Oireachtas Joint and Select Committees

Wednesday, 23 November 2022

Joint Oireachtas Committee on European Union Affairs

European Court of Auditors: Discussion

Mr. Tony Murphy:

These are political decisions and arrangements between the member states and the Commission. I can understand that the priorities of some member states are completely different from when the plans were initially drawn up. I would say that changing midstream is going to be difficult, just from a practical point of view, and we saw how long it took for the plans to be approved in the first place. We have already highlighted that we have issues in terms of knowing how much the value of each of these milestones and targets are met. That will be even more difficult now. If the costs stay the same and they change the milestones and targets, how do we match everything again?
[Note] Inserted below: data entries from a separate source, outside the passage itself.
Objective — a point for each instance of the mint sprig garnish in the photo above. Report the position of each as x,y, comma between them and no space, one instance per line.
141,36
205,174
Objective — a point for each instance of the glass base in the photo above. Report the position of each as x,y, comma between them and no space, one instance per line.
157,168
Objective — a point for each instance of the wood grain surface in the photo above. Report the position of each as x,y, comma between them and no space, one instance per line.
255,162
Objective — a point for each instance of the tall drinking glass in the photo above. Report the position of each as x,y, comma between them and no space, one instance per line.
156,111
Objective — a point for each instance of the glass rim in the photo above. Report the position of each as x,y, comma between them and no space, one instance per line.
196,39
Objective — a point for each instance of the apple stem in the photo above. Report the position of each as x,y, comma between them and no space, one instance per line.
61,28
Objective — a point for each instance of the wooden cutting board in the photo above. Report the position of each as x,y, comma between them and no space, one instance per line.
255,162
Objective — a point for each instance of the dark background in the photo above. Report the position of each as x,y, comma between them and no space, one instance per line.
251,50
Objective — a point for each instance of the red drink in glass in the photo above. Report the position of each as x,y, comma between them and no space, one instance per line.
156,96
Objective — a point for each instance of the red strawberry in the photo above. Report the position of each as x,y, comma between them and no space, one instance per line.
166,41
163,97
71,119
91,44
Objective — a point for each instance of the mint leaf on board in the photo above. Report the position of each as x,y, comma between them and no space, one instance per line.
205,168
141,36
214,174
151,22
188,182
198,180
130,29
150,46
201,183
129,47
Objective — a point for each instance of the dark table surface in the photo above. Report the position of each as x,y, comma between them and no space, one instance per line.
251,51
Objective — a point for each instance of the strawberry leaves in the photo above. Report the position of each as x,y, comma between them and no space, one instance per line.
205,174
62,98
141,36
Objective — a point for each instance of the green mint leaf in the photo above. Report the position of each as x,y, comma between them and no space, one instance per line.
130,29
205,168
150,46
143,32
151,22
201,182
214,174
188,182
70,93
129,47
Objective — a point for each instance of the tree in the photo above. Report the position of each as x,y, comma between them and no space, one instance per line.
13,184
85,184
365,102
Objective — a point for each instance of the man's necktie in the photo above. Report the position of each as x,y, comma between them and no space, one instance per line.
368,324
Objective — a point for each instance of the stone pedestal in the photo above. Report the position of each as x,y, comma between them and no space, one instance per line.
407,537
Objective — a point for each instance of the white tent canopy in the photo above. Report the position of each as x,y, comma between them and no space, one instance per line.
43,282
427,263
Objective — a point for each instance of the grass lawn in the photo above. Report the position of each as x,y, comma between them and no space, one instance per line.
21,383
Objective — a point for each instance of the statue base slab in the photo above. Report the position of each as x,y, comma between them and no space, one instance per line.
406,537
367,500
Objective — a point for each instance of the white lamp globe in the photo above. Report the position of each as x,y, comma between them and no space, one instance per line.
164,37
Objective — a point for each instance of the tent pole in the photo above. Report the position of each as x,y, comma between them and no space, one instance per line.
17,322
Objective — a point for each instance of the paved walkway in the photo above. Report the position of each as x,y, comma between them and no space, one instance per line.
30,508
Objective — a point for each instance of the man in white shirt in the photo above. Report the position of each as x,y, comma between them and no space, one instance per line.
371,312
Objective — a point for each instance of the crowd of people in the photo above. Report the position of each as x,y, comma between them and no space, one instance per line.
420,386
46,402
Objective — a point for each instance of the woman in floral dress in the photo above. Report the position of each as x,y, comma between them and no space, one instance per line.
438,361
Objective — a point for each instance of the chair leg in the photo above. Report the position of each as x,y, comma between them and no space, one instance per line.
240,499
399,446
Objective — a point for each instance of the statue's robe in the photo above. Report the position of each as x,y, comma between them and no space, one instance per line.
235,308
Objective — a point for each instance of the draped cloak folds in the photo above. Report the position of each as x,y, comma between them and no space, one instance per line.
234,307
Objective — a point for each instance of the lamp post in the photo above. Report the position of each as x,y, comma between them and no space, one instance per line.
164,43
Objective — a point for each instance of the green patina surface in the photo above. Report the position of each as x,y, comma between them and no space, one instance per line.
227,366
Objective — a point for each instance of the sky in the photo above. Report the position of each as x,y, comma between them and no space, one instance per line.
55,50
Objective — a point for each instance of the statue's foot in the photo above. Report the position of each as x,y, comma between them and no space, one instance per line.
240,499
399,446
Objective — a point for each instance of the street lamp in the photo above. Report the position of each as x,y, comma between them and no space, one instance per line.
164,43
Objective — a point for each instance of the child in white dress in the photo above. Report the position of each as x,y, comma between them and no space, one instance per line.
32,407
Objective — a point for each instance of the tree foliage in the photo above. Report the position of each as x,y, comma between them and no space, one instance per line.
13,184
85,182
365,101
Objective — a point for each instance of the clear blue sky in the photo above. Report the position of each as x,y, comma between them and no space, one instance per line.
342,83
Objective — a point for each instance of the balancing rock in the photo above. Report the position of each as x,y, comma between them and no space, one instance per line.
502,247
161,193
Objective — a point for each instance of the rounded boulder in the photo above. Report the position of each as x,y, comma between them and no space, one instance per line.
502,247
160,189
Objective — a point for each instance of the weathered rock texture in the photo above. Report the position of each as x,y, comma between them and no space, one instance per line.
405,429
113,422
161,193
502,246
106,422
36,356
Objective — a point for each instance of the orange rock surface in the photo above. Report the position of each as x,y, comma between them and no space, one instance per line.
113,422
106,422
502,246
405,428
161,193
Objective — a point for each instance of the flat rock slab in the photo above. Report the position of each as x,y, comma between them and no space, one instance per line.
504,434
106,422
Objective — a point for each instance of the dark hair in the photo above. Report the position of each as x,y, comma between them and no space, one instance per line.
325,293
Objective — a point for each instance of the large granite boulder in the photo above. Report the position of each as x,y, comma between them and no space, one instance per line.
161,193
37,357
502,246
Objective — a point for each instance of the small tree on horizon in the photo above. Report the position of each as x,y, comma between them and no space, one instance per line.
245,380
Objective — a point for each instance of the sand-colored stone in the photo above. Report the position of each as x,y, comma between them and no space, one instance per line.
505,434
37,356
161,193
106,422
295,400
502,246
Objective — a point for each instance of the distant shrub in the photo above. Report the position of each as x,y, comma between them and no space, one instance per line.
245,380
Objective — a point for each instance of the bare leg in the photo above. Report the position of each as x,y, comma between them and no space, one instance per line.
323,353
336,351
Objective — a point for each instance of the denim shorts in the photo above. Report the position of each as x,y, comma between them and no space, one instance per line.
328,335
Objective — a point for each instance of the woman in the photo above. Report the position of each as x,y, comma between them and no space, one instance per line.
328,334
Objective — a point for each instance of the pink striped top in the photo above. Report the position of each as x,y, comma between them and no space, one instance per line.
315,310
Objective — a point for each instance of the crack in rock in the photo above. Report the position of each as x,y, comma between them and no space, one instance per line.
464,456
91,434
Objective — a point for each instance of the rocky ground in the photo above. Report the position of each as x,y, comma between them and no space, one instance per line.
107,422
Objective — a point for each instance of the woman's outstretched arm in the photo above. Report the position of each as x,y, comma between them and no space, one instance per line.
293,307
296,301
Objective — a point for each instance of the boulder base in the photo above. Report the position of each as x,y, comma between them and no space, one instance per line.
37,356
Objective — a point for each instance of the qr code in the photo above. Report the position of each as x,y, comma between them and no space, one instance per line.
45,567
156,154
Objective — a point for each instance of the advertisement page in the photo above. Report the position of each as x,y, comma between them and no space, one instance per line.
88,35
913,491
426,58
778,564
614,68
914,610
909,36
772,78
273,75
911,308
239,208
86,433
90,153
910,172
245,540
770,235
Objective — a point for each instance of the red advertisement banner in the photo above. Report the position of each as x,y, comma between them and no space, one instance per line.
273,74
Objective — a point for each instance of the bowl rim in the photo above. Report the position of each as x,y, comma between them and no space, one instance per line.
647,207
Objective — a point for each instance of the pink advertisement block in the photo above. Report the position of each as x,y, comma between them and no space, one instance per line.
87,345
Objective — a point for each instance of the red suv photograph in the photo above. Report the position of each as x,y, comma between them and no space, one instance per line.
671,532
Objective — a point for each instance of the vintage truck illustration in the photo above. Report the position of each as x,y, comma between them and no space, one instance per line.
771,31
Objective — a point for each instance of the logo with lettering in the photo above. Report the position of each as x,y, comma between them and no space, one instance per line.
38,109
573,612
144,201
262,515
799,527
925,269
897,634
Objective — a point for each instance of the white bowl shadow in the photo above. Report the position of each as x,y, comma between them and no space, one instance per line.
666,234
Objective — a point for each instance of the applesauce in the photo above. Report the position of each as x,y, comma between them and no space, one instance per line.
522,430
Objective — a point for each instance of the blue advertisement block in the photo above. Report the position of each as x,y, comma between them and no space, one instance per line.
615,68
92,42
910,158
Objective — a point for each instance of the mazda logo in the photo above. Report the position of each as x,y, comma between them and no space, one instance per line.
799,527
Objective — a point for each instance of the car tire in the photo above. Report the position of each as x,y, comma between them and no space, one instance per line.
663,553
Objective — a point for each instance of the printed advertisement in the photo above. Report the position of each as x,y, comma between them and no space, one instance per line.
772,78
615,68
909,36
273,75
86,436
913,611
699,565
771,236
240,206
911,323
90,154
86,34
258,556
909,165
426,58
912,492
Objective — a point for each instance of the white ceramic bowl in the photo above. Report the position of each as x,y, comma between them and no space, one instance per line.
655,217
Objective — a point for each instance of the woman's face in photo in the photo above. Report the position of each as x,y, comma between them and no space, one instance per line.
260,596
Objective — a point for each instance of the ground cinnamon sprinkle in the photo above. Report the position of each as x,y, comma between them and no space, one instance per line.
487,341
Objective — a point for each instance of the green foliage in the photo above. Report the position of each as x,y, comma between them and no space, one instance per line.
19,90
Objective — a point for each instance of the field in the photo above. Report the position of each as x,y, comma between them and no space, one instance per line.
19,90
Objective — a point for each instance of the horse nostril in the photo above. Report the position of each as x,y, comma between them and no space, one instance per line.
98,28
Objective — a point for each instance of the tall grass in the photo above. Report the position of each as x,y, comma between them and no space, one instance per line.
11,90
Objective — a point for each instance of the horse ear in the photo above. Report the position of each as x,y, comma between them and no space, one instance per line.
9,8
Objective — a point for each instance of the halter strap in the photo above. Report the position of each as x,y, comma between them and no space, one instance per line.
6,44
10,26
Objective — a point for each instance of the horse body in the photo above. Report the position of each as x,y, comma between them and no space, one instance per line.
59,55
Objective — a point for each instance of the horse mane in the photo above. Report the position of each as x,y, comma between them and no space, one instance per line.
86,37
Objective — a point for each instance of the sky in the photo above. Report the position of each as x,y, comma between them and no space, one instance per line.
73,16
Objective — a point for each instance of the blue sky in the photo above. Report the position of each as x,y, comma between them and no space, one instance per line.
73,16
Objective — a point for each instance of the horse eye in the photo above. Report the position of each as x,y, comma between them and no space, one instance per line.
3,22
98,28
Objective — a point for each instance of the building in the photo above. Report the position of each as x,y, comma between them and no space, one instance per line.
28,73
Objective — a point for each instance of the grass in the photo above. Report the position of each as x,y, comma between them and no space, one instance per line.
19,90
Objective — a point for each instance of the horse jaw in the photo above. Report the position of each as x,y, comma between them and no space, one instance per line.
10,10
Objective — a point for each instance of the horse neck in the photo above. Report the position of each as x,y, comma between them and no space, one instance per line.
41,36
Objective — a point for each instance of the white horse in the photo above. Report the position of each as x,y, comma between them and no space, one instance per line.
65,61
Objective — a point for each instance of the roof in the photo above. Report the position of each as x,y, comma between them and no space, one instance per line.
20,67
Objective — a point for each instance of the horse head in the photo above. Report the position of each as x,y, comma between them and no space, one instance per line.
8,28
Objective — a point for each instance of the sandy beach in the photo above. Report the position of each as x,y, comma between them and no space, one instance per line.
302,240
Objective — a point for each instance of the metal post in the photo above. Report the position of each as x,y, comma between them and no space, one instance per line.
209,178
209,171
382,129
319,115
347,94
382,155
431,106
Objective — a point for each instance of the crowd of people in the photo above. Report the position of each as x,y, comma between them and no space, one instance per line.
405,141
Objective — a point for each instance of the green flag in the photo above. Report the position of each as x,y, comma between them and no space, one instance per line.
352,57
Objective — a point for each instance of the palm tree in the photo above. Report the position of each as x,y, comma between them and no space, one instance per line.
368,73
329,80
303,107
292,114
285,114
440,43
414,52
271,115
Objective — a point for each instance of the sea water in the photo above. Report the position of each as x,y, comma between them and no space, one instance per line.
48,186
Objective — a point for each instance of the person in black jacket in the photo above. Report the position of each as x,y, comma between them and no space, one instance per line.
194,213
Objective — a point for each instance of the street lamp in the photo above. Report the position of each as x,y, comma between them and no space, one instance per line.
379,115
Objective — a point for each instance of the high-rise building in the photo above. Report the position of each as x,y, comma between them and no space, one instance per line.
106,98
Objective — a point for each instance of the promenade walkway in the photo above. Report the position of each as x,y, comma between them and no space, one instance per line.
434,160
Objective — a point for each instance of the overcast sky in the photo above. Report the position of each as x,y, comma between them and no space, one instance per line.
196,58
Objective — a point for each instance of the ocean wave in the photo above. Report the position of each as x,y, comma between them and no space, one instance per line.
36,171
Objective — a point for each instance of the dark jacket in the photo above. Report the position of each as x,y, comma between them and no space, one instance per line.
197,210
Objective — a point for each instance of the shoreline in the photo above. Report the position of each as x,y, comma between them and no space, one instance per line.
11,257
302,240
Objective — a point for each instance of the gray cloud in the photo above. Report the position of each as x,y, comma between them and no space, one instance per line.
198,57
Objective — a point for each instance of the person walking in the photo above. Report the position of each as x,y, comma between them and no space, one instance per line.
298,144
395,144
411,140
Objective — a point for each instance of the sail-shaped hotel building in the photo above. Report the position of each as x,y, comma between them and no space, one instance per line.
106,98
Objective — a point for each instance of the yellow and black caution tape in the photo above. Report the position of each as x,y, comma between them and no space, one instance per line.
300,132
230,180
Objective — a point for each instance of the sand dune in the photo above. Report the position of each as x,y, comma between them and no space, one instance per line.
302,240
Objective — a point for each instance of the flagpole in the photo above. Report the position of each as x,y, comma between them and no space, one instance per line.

In terms of flexibility and so on, we are all for that once we ensure that there is proper accountability and, ultimately, that these funds are protected, we minimise fraud and so on. It is a lot of money that is being put out there very quickly, which inherently means the risk of fraud and error increases.

The Deputy mentioned energy. We were asked for an opinion with regard to energy and REPowerEU, and they are talking about adding a chapter to the RRF plans from member states. Our opinion was very clear. We said that we have to react to this situation but we asked whether it is really the best way to react by splitting the limited money, which I think is around €200 billion, across all of the member states based on some allocation key which may or may not have any relevance to the actual energy needs in those member states, rather than concentrating on having some big cross-border projects which would have a significant impact on the energy supply in the EU. There are a lot of issues in terms of member states wanting to keep their own funding. Even within the RRF itself, there are very few cross-border projects involved and it is mainly another funding source for member states. The European Parliament's Committee on Budgetary Control, CONT, is going to Madrid in January to have a look at this because they want to ask the Spanish authorities where the money - the €11.5 billion they got in December - is. They got it for reforms, but where is it? Is this budget support or what is it?

We are at the very early stages of the RRF. It is going to be a very difficult area for us, as auditors, and a big challenge. As the Deputy said, we expect to have 17 or 18 payment claims this year and we already have payment claims in regard to the original plan and milestones. If we now start changing the plans midstream, I think it will be very complicated. I am not saying it is impossible but it will be very complicated.